The NPV and MIRR measures do not look healthy as normally a business would seek only investments that returned positive
NPV values or a MIRR above the cost of capital (12·5% for Metis). However, these are measures that take account of the
first three years trading and so include the understandably weak opening year’s performance when the business was building
up. They may provide a long-term view of historic performance but are less helpful in judging the current state of the business.
You may want to view the goal of reaching nil NPV as a long-term target for the business so at least meeting its cost of capital
(in fact it looks like the business will achieve this in the next year).
(iii) ‘What gets measured, gets done’
The idea behind the quote, ‘What gets measured, gets done’ is that the staff and management will only react to the
performance measures chosen by the owners. In other words, poor performance reporting can lead to inefficient
management. If an area is not measured then there is a danger that it is not efficiently managed and equally, if an area is
measured then there is the danger that it is over-managed. For example, the current report has annual revenue and the
previous two quarters’ revenues reported, therefore, it might promote the idea that quarterly growth is critical. However, it is
likely that the business is seasonal and so it would be more helpful to have a comparison of each quarter with the equivalent
quarter in the previous year. Otherwise, the owners may react to a fall in revenue shown when this is not controllable.
Further examples of the quote are given in the areas that the owners are complaining about in their meetings. Sheila has
complained that the staff are not smiling enough but there is no measure of customer satisfaction available in the current
report and so no way to quantify or substantiate this concern. This has resulted in Bert’s dismissive comment.
However, the control of electricity costs can be seen in the slowing growth of the utilities cost on the current report (the annual
increase has fallen from 3% to 0·5% pa in the last two years) and so the effectiveness of Sheila’s actions can be demonstrated
although the use of monetary totals and lack of these trend figures would mean that this is not immediately obvious. Bert’s
criticism of her work can at least be partially answered and so she can be encouraged to continue with these ideas.
Bert has complained that there is too much wastage of food and that he is devoting considerable staff time on instinct without
solid information. The problem is additionally complicated as it may be caused by purchasing lower cost but poor quality
produce or it could be caused by how the produce is handled and stored in the kitchen. The first cause is an issue for
procurement, which is not Bert’s area of responsibility, and so any actions of his are unlikely to address the problem. The
report needs to identify changes in gross margin which might indicate changes in procurement policy and it should also have
a measure of wastage such as the average actual cost of food per dish served compared to a budgeted cost of food per dish.

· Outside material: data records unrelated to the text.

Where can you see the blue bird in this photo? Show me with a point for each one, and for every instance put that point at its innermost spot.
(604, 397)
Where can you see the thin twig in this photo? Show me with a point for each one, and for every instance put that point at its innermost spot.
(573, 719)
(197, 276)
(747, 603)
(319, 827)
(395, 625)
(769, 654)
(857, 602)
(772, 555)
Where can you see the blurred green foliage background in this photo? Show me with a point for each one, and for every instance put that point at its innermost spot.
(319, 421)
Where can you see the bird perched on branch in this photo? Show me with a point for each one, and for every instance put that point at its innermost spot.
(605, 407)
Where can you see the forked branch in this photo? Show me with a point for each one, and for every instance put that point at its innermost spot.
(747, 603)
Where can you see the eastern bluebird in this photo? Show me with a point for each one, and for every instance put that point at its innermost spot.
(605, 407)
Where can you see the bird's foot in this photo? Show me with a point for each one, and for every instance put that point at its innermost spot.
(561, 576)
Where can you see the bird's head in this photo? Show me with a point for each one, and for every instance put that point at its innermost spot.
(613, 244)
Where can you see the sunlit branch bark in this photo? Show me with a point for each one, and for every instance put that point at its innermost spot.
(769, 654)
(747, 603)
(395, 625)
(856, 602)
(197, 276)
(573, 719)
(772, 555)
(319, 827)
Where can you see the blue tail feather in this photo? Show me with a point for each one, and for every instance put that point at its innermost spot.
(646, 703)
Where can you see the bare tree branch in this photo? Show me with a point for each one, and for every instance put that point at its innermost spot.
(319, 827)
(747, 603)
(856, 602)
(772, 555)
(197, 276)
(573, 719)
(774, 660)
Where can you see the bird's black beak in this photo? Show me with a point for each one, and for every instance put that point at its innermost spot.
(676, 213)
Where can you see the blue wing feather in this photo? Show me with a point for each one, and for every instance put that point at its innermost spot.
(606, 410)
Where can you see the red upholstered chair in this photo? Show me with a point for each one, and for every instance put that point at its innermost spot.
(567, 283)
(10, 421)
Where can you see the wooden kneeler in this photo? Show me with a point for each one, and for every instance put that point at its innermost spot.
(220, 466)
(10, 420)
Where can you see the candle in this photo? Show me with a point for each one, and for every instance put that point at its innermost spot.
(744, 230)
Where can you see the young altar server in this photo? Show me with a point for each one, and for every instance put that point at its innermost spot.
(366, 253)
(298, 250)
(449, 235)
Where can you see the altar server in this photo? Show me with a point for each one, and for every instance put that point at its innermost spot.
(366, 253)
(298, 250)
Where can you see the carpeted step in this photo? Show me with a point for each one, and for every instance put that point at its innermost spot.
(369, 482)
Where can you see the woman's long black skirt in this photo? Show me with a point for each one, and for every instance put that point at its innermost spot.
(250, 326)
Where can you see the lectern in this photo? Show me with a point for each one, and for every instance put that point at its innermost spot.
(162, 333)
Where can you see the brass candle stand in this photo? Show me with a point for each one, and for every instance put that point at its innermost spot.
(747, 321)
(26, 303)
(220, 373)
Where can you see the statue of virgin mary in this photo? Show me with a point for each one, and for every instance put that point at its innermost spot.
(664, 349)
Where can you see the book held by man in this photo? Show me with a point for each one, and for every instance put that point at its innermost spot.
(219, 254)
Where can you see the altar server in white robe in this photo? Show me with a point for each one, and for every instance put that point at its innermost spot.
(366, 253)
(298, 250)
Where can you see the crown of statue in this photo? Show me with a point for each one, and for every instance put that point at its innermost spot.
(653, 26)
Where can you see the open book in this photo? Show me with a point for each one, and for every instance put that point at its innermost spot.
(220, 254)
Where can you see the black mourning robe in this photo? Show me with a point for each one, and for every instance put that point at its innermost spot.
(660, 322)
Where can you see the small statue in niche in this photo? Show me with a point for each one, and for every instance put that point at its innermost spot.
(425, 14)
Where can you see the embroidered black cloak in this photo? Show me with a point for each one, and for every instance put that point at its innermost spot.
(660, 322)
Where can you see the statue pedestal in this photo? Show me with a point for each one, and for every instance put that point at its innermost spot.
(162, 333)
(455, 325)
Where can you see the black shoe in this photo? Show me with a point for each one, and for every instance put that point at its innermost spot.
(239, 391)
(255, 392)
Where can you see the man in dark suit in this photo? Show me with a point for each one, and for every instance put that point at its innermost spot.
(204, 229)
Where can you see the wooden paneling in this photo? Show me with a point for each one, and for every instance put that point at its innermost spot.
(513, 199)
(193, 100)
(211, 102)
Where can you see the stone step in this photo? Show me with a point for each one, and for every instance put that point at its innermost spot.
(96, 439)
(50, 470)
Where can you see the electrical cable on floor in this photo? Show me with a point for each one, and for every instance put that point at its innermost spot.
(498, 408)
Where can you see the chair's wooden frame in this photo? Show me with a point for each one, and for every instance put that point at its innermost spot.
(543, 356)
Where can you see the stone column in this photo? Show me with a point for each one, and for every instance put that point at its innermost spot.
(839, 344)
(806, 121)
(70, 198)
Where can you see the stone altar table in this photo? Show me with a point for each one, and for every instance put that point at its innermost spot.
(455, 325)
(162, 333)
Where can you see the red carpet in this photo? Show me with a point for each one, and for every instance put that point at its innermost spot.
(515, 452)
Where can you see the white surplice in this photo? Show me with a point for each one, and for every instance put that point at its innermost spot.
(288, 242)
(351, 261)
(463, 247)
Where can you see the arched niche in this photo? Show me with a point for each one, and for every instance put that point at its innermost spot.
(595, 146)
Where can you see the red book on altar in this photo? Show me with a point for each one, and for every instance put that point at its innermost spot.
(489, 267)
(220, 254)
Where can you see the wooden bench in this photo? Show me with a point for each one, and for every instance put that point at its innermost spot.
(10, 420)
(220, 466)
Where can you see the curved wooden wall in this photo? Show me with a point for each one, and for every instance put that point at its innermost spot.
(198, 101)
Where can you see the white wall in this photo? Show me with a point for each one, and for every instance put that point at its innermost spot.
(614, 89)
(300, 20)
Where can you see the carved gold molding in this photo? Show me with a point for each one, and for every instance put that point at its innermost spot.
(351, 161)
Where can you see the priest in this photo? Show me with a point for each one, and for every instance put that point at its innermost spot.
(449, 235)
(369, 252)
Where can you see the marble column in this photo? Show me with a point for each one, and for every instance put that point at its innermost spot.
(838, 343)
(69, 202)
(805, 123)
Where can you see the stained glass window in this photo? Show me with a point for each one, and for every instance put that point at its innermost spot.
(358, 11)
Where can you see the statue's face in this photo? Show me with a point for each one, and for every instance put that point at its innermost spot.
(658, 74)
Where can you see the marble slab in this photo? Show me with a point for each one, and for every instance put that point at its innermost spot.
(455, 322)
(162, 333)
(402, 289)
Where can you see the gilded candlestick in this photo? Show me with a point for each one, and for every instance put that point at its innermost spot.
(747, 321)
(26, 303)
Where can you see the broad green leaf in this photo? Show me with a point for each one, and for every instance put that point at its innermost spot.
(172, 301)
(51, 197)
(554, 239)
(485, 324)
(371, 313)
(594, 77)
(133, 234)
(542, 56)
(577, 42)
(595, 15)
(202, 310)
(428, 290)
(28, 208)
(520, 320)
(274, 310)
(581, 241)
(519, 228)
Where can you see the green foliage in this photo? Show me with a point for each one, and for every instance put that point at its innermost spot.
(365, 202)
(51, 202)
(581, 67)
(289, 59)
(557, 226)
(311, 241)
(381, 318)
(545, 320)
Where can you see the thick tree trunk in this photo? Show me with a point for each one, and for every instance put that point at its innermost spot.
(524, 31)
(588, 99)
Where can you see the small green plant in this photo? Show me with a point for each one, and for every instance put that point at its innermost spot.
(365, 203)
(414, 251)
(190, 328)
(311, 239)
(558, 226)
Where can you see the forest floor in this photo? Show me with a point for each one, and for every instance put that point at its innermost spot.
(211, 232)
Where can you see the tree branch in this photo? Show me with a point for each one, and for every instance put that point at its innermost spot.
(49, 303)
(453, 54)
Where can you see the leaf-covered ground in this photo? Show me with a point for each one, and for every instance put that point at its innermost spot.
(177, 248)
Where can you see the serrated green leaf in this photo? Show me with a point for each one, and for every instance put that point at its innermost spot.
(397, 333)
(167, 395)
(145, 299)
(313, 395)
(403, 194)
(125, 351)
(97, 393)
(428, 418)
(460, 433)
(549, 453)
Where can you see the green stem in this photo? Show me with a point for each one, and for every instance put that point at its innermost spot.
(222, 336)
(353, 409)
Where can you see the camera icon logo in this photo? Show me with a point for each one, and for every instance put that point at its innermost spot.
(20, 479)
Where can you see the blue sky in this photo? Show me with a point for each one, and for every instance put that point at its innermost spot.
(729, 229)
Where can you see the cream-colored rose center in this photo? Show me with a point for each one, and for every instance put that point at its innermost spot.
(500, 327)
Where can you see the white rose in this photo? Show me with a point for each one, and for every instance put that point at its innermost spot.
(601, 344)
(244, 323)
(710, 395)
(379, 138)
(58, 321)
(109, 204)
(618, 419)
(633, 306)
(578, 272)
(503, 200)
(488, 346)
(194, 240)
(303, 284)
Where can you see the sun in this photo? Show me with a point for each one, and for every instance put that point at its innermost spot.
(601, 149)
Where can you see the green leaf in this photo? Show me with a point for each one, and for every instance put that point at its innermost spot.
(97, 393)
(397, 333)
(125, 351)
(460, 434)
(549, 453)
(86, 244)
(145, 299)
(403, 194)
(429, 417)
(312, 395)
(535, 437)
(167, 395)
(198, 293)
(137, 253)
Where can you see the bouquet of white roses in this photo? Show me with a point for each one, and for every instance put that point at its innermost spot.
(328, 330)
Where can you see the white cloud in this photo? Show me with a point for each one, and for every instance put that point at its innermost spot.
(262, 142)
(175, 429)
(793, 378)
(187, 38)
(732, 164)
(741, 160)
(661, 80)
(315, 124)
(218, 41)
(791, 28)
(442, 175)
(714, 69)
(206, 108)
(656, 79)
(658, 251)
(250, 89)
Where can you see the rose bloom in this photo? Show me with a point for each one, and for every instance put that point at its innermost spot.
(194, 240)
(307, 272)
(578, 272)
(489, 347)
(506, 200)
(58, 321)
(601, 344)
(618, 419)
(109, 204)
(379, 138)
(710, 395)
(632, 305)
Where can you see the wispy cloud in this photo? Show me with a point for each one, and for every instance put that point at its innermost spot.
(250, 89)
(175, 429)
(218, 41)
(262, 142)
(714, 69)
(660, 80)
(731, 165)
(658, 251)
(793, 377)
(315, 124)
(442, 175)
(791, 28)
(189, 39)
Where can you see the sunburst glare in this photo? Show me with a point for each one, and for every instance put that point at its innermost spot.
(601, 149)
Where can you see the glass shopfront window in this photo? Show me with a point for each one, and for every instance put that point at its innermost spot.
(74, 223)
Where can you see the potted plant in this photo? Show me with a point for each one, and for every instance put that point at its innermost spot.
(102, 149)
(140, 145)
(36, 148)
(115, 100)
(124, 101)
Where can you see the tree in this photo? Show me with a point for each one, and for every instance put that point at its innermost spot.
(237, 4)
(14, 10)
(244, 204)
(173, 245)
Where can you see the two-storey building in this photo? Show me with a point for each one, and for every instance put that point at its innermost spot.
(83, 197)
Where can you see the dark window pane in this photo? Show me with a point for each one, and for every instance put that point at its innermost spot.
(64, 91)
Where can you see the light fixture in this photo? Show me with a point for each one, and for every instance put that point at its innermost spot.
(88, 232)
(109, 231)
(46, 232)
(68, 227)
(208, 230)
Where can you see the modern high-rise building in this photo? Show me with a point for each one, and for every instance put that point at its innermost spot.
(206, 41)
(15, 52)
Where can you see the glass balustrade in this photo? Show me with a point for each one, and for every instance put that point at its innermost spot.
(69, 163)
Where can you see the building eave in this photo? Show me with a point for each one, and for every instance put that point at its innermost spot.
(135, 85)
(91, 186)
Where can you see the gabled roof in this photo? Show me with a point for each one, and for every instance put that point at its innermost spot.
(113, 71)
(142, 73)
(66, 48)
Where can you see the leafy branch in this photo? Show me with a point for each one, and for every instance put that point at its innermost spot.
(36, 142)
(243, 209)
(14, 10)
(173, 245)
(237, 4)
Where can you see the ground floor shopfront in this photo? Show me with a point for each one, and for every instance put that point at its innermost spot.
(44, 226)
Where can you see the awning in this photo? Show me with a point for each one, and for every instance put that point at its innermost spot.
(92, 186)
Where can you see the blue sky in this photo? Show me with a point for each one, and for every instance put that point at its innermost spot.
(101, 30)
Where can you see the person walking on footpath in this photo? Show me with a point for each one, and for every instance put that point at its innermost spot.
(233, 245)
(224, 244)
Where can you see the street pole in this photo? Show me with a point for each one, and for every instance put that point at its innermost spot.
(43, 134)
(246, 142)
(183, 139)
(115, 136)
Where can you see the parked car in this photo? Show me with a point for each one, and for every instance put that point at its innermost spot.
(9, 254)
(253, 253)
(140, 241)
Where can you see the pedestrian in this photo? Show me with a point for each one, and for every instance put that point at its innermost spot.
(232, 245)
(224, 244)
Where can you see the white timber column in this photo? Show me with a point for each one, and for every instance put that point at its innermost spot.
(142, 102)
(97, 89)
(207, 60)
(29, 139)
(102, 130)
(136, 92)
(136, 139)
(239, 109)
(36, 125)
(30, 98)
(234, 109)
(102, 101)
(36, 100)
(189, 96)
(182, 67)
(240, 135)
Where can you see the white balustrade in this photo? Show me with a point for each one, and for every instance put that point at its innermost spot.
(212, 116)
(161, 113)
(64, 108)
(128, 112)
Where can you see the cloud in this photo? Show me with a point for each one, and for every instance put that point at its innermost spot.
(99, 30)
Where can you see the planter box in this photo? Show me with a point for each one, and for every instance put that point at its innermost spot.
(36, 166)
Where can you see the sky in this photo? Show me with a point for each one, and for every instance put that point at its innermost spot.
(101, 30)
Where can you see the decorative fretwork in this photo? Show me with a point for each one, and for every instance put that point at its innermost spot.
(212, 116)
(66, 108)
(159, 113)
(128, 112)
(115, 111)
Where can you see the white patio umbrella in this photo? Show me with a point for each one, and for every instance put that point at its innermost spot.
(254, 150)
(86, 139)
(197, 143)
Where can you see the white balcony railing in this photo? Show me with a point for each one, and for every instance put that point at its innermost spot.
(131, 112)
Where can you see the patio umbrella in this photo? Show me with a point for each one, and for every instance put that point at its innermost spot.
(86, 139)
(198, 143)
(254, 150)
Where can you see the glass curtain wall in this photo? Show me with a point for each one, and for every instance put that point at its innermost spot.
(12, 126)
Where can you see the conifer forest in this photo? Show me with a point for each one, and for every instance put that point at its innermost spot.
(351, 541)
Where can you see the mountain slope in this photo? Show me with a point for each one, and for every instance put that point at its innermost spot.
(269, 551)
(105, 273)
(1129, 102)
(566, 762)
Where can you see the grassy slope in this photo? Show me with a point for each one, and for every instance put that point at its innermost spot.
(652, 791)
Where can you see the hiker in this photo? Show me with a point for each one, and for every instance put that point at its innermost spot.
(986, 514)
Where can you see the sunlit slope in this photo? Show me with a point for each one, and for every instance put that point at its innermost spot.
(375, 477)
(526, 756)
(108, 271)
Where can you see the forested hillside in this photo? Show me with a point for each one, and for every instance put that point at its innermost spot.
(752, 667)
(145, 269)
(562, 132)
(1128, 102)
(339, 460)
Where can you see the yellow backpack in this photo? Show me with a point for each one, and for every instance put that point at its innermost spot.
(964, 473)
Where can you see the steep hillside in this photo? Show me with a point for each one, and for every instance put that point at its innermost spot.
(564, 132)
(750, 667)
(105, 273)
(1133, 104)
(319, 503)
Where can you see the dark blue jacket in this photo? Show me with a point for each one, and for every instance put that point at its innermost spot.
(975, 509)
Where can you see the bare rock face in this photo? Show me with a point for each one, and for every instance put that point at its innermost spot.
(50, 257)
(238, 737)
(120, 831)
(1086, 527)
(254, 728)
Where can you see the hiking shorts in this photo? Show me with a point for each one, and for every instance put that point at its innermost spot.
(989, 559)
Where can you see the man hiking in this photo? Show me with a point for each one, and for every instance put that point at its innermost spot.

The quote may not be entirely applicable as management may still take action out of other motivations such as the results
from training or personal motivation to demonstrate their own skills. However, the quote is intended to bring into focus the
fact that many people will tend to focus effort on the explicit measures of their performance.
In conclusion, as Metis grows it will need to refine its performance reporting so that management become more efficient in focusing
their work on areas which will achieve the business’ objectives.